Voir: http://lyon.catholique.fr/?Declaration-conciliaire-Nostra

Vade Retro Subiective a dit…

Jean-Pierre Proulx devrait aussi considérer un texte ultérieur du cardinal Ratzinger (je suis sûr qu'il connaît le personnage) : Dominus Jesus qui justement insiste sur le fait que l'Église catholique détient la VÉRITÉ...

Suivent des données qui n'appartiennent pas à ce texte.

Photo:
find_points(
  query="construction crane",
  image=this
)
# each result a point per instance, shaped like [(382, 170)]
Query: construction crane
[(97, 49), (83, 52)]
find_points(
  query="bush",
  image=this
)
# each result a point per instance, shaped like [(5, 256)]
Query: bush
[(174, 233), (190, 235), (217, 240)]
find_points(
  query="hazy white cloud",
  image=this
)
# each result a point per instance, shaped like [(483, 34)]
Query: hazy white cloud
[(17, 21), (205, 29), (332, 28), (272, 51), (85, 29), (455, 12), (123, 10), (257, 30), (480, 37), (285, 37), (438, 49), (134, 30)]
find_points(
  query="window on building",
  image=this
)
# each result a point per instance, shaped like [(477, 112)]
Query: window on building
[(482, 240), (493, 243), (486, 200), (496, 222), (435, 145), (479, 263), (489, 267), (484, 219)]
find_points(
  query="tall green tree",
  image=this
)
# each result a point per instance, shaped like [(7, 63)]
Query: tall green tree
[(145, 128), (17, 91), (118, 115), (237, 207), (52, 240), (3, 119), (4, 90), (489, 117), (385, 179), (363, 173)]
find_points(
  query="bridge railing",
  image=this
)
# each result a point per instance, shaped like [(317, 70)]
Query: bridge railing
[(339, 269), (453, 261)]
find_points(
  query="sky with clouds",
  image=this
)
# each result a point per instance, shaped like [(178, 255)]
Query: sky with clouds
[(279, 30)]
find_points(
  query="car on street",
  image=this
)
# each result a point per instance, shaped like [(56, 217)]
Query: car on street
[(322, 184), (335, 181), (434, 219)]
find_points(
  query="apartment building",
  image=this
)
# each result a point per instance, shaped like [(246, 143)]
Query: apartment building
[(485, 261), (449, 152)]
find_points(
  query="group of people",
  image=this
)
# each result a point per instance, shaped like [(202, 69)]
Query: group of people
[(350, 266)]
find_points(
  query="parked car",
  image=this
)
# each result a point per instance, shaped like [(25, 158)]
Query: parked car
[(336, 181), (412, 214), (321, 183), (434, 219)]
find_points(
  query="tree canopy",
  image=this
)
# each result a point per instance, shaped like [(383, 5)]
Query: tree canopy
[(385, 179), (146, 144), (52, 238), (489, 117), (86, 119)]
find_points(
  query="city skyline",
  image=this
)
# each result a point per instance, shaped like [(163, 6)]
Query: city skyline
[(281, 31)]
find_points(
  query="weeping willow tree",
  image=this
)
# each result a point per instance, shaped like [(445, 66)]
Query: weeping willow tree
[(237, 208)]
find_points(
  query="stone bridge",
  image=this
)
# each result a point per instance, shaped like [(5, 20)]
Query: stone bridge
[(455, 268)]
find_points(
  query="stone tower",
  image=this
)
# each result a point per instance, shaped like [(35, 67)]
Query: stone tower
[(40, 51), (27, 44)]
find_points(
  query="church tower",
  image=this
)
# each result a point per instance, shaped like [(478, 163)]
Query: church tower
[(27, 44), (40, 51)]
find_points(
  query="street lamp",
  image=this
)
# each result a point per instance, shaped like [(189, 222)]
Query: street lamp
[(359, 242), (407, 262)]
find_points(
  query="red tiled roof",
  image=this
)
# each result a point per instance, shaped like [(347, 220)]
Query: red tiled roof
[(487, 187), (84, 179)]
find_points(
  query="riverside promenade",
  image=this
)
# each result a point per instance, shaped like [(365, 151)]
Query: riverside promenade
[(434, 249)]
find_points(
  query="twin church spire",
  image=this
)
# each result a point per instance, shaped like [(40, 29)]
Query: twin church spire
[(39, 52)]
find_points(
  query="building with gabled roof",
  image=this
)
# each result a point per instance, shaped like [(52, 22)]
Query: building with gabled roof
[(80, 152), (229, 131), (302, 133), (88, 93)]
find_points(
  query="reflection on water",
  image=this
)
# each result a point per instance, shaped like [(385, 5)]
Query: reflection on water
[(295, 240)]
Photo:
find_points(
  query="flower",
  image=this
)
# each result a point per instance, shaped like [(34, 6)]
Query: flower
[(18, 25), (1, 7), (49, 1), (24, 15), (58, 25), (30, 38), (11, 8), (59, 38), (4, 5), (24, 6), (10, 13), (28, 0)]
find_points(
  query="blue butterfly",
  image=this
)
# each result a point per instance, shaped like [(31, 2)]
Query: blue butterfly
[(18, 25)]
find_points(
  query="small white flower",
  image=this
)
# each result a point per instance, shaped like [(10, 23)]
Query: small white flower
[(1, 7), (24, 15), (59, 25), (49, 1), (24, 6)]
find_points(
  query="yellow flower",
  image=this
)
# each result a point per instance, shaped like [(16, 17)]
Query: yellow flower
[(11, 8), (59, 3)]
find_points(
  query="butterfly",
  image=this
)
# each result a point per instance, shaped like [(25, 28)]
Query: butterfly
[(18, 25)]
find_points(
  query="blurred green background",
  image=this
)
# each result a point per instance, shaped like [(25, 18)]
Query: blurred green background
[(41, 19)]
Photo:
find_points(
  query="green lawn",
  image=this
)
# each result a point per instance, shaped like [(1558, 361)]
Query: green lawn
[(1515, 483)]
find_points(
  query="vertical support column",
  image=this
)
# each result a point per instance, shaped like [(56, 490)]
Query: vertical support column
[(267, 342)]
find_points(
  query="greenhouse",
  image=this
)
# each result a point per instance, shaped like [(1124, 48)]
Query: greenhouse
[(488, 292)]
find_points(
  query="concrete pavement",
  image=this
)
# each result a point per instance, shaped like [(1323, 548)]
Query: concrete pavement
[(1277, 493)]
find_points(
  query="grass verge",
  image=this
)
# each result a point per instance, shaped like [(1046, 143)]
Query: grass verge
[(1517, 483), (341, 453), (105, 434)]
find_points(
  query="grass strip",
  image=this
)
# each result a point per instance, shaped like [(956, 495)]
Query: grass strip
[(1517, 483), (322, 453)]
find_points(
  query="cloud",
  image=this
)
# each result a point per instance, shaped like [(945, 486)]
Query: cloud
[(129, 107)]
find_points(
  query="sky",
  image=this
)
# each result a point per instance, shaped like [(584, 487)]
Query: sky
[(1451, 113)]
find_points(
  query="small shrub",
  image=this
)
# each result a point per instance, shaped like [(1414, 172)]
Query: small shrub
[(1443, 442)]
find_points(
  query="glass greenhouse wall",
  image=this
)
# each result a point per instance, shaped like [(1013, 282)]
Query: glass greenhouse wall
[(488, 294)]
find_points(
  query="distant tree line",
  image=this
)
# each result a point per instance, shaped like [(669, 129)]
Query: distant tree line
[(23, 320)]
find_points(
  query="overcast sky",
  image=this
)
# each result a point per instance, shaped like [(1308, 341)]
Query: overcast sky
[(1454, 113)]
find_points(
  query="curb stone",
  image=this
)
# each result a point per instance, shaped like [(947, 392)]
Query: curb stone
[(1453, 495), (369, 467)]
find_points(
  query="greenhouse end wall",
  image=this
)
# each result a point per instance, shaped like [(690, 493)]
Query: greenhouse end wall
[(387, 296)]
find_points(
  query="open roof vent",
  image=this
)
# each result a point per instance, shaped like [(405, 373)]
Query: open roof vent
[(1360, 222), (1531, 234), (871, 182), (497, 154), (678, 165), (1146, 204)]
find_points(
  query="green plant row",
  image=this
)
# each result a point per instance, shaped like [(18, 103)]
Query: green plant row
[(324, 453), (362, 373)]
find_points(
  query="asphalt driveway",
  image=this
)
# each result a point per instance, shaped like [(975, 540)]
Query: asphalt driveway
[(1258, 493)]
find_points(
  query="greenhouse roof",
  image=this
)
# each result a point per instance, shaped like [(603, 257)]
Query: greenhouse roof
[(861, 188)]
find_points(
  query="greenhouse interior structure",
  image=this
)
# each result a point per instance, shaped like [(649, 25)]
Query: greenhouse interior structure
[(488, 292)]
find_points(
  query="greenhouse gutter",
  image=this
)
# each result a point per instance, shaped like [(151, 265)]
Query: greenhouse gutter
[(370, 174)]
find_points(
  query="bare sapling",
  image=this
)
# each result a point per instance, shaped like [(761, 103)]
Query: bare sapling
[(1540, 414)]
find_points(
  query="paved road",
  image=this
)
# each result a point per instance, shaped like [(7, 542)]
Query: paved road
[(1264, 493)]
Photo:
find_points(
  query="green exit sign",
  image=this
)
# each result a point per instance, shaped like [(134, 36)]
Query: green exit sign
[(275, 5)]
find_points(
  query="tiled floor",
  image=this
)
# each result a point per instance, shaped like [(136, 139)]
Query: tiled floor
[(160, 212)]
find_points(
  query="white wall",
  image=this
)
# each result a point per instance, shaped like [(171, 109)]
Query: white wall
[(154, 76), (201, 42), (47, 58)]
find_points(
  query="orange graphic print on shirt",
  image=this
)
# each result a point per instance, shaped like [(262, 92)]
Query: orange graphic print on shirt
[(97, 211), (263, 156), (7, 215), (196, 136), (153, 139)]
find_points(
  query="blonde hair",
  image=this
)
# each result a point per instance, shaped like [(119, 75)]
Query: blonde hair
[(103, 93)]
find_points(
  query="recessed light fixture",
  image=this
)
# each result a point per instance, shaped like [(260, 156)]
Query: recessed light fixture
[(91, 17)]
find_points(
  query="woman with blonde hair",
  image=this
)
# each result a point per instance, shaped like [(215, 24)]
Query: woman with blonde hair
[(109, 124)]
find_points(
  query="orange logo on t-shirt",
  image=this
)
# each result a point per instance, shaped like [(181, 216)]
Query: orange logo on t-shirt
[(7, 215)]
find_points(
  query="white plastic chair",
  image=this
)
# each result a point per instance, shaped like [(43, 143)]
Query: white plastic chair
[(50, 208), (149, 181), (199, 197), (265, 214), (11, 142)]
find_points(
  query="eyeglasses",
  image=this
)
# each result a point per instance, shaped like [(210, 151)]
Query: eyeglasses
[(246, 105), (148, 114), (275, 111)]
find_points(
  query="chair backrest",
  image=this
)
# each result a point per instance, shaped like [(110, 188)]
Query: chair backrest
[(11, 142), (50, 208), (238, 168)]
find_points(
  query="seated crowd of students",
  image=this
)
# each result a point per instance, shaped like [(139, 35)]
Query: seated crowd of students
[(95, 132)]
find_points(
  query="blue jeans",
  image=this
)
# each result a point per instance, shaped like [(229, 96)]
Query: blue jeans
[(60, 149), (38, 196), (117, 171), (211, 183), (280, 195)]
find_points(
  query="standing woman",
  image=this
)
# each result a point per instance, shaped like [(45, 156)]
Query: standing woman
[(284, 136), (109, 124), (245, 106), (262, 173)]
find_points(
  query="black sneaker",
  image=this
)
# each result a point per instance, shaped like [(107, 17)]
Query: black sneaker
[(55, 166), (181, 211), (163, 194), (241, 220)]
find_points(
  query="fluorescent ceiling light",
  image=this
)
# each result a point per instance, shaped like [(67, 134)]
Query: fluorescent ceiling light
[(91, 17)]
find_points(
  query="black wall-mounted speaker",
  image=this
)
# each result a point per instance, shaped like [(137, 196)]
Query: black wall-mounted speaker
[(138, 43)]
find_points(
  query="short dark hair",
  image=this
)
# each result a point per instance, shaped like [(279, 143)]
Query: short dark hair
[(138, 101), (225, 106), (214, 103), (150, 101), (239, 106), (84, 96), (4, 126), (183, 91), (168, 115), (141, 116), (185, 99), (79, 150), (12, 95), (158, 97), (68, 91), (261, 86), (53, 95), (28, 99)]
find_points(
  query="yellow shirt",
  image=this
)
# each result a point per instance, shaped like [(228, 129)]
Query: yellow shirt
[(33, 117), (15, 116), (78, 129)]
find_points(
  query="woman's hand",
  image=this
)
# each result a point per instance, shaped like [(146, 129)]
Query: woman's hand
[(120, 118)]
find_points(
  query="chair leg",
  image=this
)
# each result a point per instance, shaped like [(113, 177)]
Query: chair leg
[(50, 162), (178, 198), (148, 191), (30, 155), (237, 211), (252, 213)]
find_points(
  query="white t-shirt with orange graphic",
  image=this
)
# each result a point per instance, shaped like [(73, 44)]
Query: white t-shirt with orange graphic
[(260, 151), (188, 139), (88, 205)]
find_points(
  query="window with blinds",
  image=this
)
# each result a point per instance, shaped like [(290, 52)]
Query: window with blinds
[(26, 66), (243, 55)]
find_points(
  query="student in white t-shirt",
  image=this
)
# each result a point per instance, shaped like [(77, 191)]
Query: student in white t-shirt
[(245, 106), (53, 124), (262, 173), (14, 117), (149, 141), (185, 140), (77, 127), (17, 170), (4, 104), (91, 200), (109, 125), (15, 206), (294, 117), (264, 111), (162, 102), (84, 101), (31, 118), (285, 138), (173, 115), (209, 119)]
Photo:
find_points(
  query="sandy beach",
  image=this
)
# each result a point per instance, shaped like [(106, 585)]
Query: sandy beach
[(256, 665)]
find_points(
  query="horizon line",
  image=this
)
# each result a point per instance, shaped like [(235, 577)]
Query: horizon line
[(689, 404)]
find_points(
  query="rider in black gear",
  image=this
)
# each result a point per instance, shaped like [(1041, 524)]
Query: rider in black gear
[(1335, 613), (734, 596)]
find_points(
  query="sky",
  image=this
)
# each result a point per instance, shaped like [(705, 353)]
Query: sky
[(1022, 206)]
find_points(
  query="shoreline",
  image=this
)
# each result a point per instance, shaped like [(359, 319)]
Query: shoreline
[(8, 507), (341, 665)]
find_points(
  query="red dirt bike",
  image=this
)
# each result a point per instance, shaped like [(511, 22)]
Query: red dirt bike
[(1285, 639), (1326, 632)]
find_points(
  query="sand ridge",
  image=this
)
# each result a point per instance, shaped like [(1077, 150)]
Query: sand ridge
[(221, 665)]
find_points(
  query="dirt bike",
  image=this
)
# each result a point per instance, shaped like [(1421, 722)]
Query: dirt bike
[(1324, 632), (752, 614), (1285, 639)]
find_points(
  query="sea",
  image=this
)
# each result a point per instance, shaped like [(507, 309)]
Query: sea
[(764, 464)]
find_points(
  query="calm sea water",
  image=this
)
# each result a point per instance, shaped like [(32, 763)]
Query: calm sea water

http://www.vatican.va/roman_curia/congregations/cfaith/documents/rc_con_cfaith_doc_20000806_dominus-iesus_fr.html

SUR L'UNICITÉ ET L'UNIVERSALITÉ SALVIFIQUE
DE JÉSUS-CHRIST ET DE L'ÉGLISE

eule la révélation de Jésus-Christ « fait donc entrer dans notre histoire une vérité universelle et ultime, qui incite l'esprit de l'homme à ne jamais s'arrêter ».12

6. Est donc contraire à la foi de l'Église la thèse qui soutient le caractère limité, incomplet et imparfait de la révélation de Jésus-Christ, qui compléterait la révélation présente dans les autres religions. La cause fondamentale de cette assertion est la persuasion que la vérité sur Dieu ne pourrait être ni saisie ni manifestée dans sa totalité et dans sa complétude par aucune religion historique, par le christianisme non plus par conséquent, et ni même par Jésus-Christ.

Etc. Etc.

Gérard Oury a dit…

JP Proulx,

Un élève demande à son prof jésuite pendant le cours ECR : « est-ce que Jésus est oui ou non le fils de Dieu, le seul sauveur, est-il mort pour la rémission des péchés ? »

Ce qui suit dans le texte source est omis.